Monday, February 23, 2004

More on Galloway and Young 

A few follow up comments on Randy Galloway's column where he took the Rangers to task for considering trading Mike Young, and for not locking him up long-term.

Galloway, incorrectly, called Young one of the best all-around players in the game. This is simply not true, and I'm not sure how any reasonable person could make that claim with a straight face. Take a look at Young's performance over his almost three year major league career, and what the statistics show is a mediocre offensive player. Young's EQA the last three years has been .242, .239, and .270, with a career mark of .252; considering that the average for all major leaguers is a .260 EQA, that's not impressive. Young's OBP and slugging percentage, meanwhile, have been .298/.402, .308/.382, and .339/.446 over the last three years -- again, not that great, particularly for a player who plays half his games in the hitter's paradise known (at least for now) as TBIA.

Young is, no question, a terrific defensive second baseman, and will probably be a terrific defensive shortstop this year, once he adjusts to the switch. And let's not forget, it isn't as if this is a foreign position for Young...he came up through the minors as a shortstop, and only switched positions because of the presence of Alex Rodriguez.

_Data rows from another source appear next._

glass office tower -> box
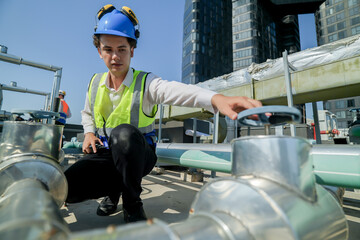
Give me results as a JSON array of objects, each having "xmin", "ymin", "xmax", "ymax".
[
  {"xmin": 182, "ymin": 0, "xmax": 301, "ymax": 84},
  {"xmin": 232, "ymin": 0, "xmax": 301, "ymax": 71},
  {"xmin": 182, "ymin": 0, "xmax": 233, "ymax": 84},
  {"xmin": 316, "ymin": 0, "xmax": 360, "ymax": 128}
]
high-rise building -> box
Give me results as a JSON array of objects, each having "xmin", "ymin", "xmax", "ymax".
[
  {"xmin": 315, "ymin": 0, "xmax": 360, "ymax": 45},
  {"xmin": 182, "ymin": 0, "xmax": 233, "ymax": 84},
  {"xmin": 316, "ymin": 0, "xmax": 360, "ymax": 128},
  {"xmin": 232, "ymin": 0, "xmax": 302, "ymax": 71},
  {"xmin": 181, "ymin": 0, "xmax": 324, "ymax": 84}
]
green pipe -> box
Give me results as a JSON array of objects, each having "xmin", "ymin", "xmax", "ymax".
[
  {"xmin": 157, "ymin": 143, "xmax": 360, "ymax": 189},
  {"xmin": 156, "ymin": 143, "xmax": 231, "ymax": 173},
  {"xmin": 62, "ymin": 141, "xmax": 83, "ymax": 149},
  {"xmin": 311, "ymin": 145, "xmax": 360, "ymax": 189}
]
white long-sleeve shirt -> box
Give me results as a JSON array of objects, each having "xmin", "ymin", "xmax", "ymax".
[{"xmin": 81, "ymin": 68, "xmax": 217, "ymax": 134}]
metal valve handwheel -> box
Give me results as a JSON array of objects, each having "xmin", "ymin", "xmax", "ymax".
[
  {"xmin": 237, "ymin": 105, "xmax": 301, "ymax": 127},
  {"xmin": 11, "ymin": 109, "xmax": 60, "ymax": 120}
]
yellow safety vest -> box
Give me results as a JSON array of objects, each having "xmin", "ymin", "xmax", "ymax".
[{"xmin": 88, "ymin": 69, "xmax": 157, "ymax": 136}]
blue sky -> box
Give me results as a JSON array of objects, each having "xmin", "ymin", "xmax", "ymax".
[{"xmin": 0, "ymin": 1, "xmax": 318, "ymax": 124}]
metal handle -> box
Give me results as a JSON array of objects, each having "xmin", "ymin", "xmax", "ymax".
[{"xmin": 237, "ymin": 106, "xmax": 301, "ymax": 127}]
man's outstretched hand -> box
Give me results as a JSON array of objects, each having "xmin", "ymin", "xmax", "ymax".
[{"xmin": 211, "ymin": 94, "xmax": 262, "ymax": 120}]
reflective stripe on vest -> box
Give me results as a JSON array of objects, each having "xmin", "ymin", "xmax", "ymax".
[{"xmin": 88, "ymin": 70, "xmax": 157, "ymax": 136}]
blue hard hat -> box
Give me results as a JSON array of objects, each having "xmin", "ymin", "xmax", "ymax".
[{"xmin": 95, "ymin": 8, "xmax": 137, "ymax": 40}]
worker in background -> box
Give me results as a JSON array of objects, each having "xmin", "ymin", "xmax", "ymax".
[
  {"xmin": 64, "ymin": 5, "xmax": 262, "ymax": 223},
  {"xmin": 58, "ymin": 90, "xmax": 72, "ymax": 119}
]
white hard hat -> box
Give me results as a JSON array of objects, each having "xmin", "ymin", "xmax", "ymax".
[{"xmin": 59, "ymin": 90, "xmax": 66, "ymax": 96}]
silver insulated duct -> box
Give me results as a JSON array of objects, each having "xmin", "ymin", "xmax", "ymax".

Nevertheless, Young is essentially a slick fielding middle infielder with a decent bat. And given that, prior to 2003, calling his bat "decent" was probably overly generous, it is hard to find fault with the Rangers' decision not to offer him a long-term deal, as they did with Hank Blalock.

Young's cheerleaders (and in the DFW media, they are legion) will point to Young's 2003 season as evidence that he's improving, that he's going to take another step forward this year and improve even more. The problem with that assumption, though, is that Young's improvement in 2003 was almost entirely driven by an increase in batting average -- his walk rate actually declined from previous years, and his isolated power was no different. While increases in offensive production that are driven by boosts in power or plate discipline (particularly with young players) are often harbingers of things to come, offensive production increases that are batting average driven are far less likely to carry over from year to year.

Thus, it would seem more likely than not that Young will regress a bit offensively this year, or at least stagnate. And if Young doesn't improve offensively, or worse yet, if he goes backwards, what you have is a slick fielding middle infielder who is valuable so long as you can pay him the major league minimum, or at least no more than about $2 million per year. Once his price jumps above that level (and it likely will in arbitration, after the 2005 season), he is a liability, not an asset.

Which is why the Rangers are wise to pass on offering Young a multi-year contract. To buy out his 2006 and 2007 seasons, the Rangers would likely have to offer at least $3 million and $5 million, respectively, and the odds are extremely slim that Young is going to be productive enough offensively to justify that cost. It makes more sense to ride it out on a year to year basis, allow the team the option to non-tender Young once he gets to the point where the arbitration process would pay him more than he could get on the open market.

As for Galloway's ranting about the possibility of the Rangers trading Young, well, I think they need to keep their options open. I think Young is non-tendered after 2005 regardless of whether he is here or elsewhere, so while I don't think it makes sense for them to be actively shopping him, if the right offer comes along where a team is willing to give up good young talent to the Rangers in order to land Mike Young, the Rangers absolutely need to consider the deal.